ETonline: How much of this newfound thoughtfulness is in service of a greater Hollywood perception of you and how much of it is to work on projects that bring you joy?
Long: It's all the latter. There was a period when I was working a lot and I had a publicist and I had an awareness of the business and that just drove me nuts. Nothing good comes from that. This business is so fickle; it ebbs and flows and it will drive you nuts if you invest too much of yourself in thinking of how people perceive you. I don't mean this in a nihilistic way, but I just don't care as much as I did even five years ago. Not to be too heavy, but as I've gotten older and seen people around me evolving and moving on with life, I just have a stronger sense of my own mortality and time itself becomes more precious. I don't want to spend this precious and limited time on things that don't necessarily bring me happiness.

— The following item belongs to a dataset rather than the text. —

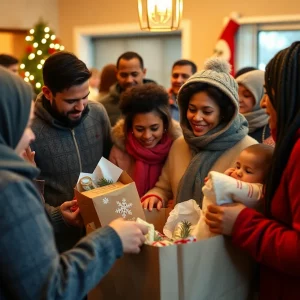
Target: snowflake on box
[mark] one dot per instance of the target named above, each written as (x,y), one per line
(105,200)
(124,208)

ETonline: Interestingly, most people note that once they adopt that mentality they're presented with a preponderance of projects that bring happiness.
Long: That's so true actually. I have noticed that lately. If I've learned anything about this business, it's that there are peaks and valleys but when it rains, it pours. There's no rhyme or reason, you can cool off at a moment's notice, so it's been quite liberating to accept that I have no control over it -- because to have control over it would mean sacrificing other, more precious parts of my life.

A Case Of You and Best Man Down are now in theaters and On-Demand.